Bike-hailing startups including Max.ng, Gokada and ORide (a subsidiary of Chinese-backed OPay superapp) offer a value proposition of being a safer option to usually chaotic okadas and a cheaper way to navigate through Lagos’ many traffic jams versus cars. They have also proven attractive to investors raising million of dollars in funding based on the prospect of bringing some order to Lagos’ notorious roads and then expanding elsewhere. The ban will come into effect on Feb. 1.

For its part, the state has defended the ban as necessary for security and safety especially as motorcycles and tricycles are known for a tendency to disregard traffic laws and involvement in accidents. But there’s a pretty obvious catch.

With the state-owned bus transit service (BRT) practically unable to cater to its residents’ transport needs, motorcycles and tricycles have filled in key gaps in and have become necessary features of the transport system in Lagos. Their utility is most evident in clusters of the city that are inaccessible by car due to poor planning and bad roads. The state government has claimed it will provide buses in the affected areas to ease the effects of the ban but those promises ring hollow with its BRT service already appearing ill-equipped with fewer buses and long wait times and queues at local bus terminals and stops.
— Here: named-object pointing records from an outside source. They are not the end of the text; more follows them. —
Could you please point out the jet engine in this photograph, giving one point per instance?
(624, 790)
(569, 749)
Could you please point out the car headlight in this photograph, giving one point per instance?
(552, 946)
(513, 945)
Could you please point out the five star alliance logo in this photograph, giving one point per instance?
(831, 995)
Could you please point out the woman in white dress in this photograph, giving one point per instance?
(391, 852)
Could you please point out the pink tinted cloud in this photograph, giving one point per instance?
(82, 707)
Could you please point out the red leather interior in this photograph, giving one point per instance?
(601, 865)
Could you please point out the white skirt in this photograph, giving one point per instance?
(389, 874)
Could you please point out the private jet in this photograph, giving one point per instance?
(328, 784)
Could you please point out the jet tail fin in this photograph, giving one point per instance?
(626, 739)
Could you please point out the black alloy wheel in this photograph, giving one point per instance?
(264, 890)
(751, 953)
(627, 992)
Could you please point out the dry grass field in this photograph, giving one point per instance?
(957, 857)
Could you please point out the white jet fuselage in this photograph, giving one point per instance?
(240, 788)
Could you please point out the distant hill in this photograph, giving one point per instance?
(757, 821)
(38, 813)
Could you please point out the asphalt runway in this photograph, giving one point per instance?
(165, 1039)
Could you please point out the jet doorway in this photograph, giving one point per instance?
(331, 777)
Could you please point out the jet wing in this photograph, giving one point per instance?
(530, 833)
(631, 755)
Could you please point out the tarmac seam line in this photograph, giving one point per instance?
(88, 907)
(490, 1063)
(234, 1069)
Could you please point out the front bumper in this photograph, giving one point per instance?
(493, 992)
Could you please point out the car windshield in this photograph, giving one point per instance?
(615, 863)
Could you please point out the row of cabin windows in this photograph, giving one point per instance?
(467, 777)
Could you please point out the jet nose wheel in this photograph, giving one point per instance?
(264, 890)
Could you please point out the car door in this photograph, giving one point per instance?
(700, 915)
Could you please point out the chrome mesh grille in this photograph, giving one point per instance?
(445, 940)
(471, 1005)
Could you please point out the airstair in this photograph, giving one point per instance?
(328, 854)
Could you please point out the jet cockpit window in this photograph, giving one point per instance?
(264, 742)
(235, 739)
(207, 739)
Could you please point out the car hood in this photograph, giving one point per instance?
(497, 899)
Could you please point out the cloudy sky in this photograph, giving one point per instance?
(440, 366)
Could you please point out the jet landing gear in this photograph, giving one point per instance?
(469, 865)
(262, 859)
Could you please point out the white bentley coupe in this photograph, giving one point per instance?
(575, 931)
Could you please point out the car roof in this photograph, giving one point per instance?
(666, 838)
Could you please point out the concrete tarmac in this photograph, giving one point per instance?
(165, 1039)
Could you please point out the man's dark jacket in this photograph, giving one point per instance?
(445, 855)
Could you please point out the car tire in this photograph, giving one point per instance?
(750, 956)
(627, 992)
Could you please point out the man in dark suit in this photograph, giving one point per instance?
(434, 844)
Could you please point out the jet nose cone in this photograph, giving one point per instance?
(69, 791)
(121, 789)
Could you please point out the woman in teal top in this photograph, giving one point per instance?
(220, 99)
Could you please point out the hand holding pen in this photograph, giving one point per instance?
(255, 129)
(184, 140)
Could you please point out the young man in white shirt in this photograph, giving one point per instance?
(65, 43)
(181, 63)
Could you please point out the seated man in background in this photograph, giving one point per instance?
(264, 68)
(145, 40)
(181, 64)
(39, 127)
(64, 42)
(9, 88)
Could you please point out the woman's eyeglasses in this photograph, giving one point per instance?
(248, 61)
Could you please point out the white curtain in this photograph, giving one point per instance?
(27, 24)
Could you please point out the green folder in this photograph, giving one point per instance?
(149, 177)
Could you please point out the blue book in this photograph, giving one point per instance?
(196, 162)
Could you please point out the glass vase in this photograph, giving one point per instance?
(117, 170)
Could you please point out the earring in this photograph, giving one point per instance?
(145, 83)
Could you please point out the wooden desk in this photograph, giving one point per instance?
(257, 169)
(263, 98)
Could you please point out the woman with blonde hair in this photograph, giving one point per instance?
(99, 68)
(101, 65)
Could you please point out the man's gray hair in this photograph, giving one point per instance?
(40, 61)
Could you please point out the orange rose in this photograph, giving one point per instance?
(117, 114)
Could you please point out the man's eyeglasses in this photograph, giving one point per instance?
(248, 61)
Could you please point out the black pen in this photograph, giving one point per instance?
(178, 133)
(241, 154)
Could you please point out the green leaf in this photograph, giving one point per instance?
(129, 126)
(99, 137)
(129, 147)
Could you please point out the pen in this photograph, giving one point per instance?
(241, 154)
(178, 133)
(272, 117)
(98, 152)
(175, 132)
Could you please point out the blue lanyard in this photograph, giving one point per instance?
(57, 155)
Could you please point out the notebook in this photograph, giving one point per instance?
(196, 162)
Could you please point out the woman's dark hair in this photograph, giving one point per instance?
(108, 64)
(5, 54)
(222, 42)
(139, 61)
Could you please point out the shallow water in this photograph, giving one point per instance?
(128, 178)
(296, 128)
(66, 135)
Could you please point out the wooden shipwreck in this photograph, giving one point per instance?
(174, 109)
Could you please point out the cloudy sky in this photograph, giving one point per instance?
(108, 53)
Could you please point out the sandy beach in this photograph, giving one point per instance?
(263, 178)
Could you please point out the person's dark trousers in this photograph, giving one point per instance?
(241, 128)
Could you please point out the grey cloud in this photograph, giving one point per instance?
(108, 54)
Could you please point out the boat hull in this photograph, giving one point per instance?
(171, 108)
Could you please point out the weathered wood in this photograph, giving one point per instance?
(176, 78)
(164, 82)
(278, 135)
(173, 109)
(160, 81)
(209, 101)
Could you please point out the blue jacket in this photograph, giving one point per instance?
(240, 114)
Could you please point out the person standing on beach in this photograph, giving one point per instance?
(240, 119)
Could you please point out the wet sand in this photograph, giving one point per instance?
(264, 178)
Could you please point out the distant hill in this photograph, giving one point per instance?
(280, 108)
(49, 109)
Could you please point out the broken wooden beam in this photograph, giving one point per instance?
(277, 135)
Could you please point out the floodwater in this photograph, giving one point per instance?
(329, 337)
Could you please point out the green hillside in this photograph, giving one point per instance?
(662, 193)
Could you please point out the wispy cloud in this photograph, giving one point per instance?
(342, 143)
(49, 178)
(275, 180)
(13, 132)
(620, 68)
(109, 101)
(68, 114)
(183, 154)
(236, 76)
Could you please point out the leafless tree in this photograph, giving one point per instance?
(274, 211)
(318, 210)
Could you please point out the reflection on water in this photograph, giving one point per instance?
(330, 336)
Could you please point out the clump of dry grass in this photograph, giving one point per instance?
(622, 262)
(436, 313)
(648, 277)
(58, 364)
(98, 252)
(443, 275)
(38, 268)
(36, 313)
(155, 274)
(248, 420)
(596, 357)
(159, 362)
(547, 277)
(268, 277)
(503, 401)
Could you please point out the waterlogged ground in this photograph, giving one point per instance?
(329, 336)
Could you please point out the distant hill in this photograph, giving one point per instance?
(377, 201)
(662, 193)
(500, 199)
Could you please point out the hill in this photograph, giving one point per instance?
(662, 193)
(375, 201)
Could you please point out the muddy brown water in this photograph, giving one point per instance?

“Keke Napeps” are an alternative to commercial buses and motorcycles.
“Keke Napeps” are an alternative to commercial buses and motorcycles.
Image: Reuters/Luc Gnago

The ban on bike-hailing startups also comes after a checkered relationship with state authorities amid regulatory uncertainty. Last July, the state government proposed regulation which would see each startup pay annual licensing fees of 25 million naira ($70,000) per 1,000 bikes and then 30,000 naira ($83) per bike after the first set of 1,000. In addition, the startups were also faced with paying 500 naira per bike ($1.38) daily in state-sanctioned levies to local transport unions after months of harassment.

A senior executive at one of the major bike-hailing startups suggests the ban on motorcycles and tricycles is part of the state’s grand design for a mega-city which is rooted in aesthetics rather than reality. “They have a master-plan, but okadas are not in it,” he says.